The slew of anti-transgender attacks throughout 2023 — and before — brings about a renewed importance for Transgender Day of Remembrance.
Trans Day of Remembrance is our yearly reminder that our trans friends whom, through no fault of their own, were taken from this world by violence. It brings about a renewed call to fight against bigotry and to to remember those we’ve lost within their true identity: Not the one society constructed for them without their consent.
AIDS United is in a fight for an end to the HIV epidemic. This cannot be achieved until societal discrimination like transphobia are eliminated.
As we remember those lost to violence, we also remember that violence towards trans people cannot be limited to physical intimidation.
Right now, multiple state houses across the country have introduced or passed bills denying civil rights to trans people, a broader part of what is called “transgender erasure.”
Transgender erasure refers to the tendency or practice of ignoring, denying or minimizing the existence and experiences of trans people. This occurs in various cultural and societal practices, such as saying trans people did not exist until recently or complaining that trans people are too angry. It includes misgendering, lack of representation, exclusion from conversations and gender assumptions. It is ingrained in institutional practices as well, where gender identity is often binary and without options.
Trans erasure denies the reality of gender identity and further contributes to marginalization. It hurts real people who are trying to live their lives with dignity. Many trans people find themselves at the mercy of hostile governments, their livelihoods at risk with every change in the political winds.
Currently in the United States:
- Certain states have laws that explicitly define “sex” throughout state law to allow discrimination against trans people.
- There have been 18 bills introduced in 2023, five of them have passed.
- Republicans at the federal level are laying the groundwork for major federal anti-trans legislation should they return to power following the 2024 elections.
There is nothing to suggest 2024 will see any reduction in these kinds of bills. It seems obvious, but these bills have a major impact on the mental health and general well-being for the trans community.
It goes beyond political games. The 2015 US Transgender Survey finds high levels of violence in everyday life. Ten percent reported violence from a family member. Of school age, 54% were verbally attacked, 24% physically. Trans people are three times as likely to be living in poverty.

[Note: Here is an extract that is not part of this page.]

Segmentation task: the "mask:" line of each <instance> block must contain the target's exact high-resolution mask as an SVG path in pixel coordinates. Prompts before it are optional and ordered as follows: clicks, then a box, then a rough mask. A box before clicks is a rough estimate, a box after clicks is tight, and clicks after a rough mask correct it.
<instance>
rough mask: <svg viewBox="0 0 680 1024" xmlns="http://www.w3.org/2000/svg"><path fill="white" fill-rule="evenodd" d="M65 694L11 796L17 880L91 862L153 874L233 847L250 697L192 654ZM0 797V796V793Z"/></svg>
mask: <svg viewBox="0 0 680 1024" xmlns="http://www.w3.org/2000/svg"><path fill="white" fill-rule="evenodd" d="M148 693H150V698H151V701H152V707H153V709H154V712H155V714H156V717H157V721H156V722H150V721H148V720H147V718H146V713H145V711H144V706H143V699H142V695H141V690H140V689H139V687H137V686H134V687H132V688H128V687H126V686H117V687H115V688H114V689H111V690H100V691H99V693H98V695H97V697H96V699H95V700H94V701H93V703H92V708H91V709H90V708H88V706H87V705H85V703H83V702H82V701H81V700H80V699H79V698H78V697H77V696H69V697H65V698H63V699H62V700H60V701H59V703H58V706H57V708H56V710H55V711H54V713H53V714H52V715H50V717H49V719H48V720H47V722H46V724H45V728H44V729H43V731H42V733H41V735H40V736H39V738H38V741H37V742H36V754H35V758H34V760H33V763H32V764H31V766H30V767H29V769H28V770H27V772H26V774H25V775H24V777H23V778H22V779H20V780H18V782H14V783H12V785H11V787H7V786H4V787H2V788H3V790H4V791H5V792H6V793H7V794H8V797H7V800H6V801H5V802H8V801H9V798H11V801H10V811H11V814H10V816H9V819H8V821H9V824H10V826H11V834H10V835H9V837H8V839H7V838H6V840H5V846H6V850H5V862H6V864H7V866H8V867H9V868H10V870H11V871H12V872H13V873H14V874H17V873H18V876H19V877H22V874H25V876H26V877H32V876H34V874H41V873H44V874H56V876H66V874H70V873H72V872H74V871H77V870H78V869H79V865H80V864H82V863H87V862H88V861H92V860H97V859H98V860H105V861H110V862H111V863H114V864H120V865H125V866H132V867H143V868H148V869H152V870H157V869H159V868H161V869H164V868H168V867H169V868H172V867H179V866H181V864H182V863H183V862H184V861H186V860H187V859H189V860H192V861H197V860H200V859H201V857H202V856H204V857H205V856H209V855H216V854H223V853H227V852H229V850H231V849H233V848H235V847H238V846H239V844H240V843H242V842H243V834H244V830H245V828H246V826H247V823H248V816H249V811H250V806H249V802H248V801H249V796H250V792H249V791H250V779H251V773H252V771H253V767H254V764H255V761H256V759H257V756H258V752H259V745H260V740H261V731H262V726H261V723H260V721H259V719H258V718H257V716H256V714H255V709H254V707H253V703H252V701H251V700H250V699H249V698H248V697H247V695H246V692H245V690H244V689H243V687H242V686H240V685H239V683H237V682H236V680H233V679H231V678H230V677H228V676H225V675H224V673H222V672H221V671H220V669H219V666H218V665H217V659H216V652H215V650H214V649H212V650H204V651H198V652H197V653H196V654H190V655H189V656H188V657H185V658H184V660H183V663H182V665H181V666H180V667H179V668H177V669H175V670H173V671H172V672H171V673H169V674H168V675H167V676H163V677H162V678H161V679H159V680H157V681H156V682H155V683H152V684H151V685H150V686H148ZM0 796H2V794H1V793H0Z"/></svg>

In addition, trans people are living with HIV at at nearly five times the rate of the overall U.S. population. Rates are higher among trans women, especially trans women of color. Nearly one in five Black trans women are living with HIV, and American Indian and Latina women also have higher rates within their communities. The Centers for Disease Control and Prevention finds that the same trends within the broader HIV epidemic are hitting the Black trans community especially hard: Among trans people, Black women made up nearly half of all new cases.
This is violence.
In response, AIDS United launched the Transgender Leadership Initiative and has partnered with organizations such as Game Changing Men to highlight both the problems facing these communities and also the incredible trans-led activism we see on the ground, particularly in the South.
There’s also cause for optimism: 60% of respondents said they were out to a close family and felt supported. Despite the political attacks, there is a broader uptick in trans acceptance. This does not mean any of us can afford to sit on the sidelines and merely wait. History shows us how such things can swing back to a far more dangerous world, and we must continue to support activists, lobby Congress and respect all gender identities.
In addition, in 2021 the Biden administration marked Transgender Day of Remembrance for the first time at a federal level and has done so each passing year.
Today is not only about remembrance, but also about fostering a sense of community and healing. AIDS United is dedicated to trans HIV health and trans rights, no matter how long it takes to achieve equality.